L’assenza del saluto, della ritualità che accompagna la morte comporta e comporterà degli effetti importanti sull’elaborazione del lutto. È il rito, infatti, che imprime il tempo e scandisce il ritmo dell’elaborazione dando avvio al processo. Senza ritualità, senza saluti tutto rimane sospeso in una dimensione di incertezza e incredulità devastante; non c’è chiusura, anzi a volte la negazione dell’evento può aprire ad una dimensione di attesa frustrante e invalidante per i superstiti. È come se il lutto non fosse visto e riconosciuto e la mancanza di condivisione non lo rendesse vero e quindi affrontabile.
Ecco allora l’importanza di trovare dei modi famigliari e intimi di celebrare una perdita; se non può esserci condivisione sociale in questo momento è necessaria però una condivisione familiare. Penso alla memory box dei lutti perinatali, di quei bambini che muoiono prima ancora di essere partoriti dalle loro mamme, in cui il saluto dei genitori ai loro piccoli si celebra anche riempiendo una scatola con i ricordi di quel bambino, di quell’attesa disattesa, uno spazio fisico e mentale utile per ricordare e onorare la memoria di vite preziose. Questo è solo un esempio, ma è necessario che ogni famiglia trovi il suo modo di celebrare, uno spazio in cui è possibile dare voce al dolore e alla sofferenza, piangere, sentire la mancanza e la rabbia e condividere con gli altri membri silenzi e narrazioni che diano continuità tra il prima, l’adesso e il poi.

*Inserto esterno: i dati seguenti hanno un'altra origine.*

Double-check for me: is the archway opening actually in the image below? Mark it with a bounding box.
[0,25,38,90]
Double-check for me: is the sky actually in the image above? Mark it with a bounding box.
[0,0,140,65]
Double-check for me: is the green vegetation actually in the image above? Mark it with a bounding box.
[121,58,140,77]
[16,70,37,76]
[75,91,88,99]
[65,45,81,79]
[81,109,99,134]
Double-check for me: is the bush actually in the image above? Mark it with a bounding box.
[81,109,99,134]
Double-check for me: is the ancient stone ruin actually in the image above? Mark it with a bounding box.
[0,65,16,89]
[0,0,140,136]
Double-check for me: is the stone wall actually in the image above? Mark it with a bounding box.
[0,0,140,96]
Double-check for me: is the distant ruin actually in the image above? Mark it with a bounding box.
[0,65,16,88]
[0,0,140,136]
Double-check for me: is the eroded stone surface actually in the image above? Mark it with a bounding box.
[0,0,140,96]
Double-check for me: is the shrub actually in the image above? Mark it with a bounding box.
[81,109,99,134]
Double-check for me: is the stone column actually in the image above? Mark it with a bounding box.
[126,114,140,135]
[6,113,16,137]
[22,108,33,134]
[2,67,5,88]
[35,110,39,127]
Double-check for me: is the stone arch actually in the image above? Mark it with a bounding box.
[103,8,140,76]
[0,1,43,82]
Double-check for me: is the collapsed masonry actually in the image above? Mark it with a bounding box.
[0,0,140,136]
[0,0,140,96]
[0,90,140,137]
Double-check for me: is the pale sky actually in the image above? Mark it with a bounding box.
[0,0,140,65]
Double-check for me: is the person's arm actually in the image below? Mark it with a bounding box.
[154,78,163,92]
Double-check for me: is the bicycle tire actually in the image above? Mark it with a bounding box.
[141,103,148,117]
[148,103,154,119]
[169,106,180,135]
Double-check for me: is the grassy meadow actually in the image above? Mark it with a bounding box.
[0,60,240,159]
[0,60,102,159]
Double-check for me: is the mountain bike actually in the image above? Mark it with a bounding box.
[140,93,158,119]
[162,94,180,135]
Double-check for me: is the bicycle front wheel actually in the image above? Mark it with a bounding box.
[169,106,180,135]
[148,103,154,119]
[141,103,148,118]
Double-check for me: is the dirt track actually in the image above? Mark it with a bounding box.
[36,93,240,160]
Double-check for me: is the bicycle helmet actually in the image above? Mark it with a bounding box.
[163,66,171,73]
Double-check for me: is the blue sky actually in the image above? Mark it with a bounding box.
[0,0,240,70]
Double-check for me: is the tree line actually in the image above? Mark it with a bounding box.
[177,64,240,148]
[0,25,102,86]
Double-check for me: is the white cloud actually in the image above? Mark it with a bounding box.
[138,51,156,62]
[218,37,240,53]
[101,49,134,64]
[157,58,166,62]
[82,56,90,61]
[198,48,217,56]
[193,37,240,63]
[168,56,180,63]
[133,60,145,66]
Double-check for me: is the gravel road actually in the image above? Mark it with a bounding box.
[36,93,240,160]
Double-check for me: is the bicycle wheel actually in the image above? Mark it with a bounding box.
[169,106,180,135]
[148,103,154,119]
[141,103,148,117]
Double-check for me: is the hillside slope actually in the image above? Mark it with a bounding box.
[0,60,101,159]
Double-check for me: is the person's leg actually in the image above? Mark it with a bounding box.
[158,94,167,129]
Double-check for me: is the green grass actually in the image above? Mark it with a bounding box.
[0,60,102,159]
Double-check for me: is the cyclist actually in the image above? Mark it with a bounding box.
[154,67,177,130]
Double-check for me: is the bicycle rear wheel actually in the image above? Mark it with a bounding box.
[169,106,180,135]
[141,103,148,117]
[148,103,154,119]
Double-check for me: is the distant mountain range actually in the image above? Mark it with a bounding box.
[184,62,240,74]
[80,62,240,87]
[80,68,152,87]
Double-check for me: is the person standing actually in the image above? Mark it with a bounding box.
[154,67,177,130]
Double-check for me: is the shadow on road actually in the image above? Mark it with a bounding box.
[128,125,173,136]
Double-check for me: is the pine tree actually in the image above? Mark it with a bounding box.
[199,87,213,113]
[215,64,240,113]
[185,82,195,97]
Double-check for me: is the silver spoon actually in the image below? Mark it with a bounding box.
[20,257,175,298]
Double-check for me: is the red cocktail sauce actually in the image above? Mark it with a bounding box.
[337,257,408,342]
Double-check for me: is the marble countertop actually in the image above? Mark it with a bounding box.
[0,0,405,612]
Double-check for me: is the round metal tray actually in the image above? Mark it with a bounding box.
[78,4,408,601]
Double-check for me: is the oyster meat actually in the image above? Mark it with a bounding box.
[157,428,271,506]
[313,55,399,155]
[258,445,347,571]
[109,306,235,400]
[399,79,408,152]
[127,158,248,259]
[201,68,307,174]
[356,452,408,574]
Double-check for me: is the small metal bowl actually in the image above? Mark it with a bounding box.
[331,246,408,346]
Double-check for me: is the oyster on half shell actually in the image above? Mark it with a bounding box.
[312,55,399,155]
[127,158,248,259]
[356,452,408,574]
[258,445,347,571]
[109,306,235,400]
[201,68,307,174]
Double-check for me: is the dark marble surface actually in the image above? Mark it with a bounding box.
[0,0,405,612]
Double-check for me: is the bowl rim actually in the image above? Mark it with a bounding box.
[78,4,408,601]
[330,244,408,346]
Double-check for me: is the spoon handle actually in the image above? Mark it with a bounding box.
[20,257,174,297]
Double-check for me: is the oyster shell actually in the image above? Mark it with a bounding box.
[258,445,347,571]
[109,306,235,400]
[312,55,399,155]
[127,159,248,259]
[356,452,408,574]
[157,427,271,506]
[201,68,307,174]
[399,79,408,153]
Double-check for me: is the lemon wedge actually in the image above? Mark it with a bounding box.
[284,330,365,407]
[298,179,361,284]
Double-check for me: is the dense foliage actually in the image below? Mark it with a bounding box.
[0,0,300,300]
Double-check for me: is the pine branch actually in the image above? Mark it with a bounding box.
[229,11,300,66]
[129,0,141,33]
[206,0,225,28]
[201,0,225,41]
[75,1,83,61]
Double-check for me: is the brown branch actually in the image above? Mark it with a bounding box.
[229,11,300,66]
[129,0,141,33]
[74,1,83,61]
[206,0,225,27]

Se ci sono bambini, renderli partecipi dei riti, dei pianti, delle narrazioni e dei silenzi darà loro la possibilità di capire cosa è successo, di avere traccia in ciò che accade dell’eredità affettiva che la persona defunta ci ha lasciato.Pensare di proteggerli tenendoli all’oscuro del dolore, non li aiuterà a elaborarlo: i bambini hanno bisogno di sapere e di avere uno spazio e una disponibilità emotiva da parte degli adulti che se ne occupano, capace di accogliere e contenere il loro vissuto e le loro emozioni.
Come scrive la terapeuta Ravaldi “non è possibile curare la morte, ma è possibile prendersi cura del dolore che resta.”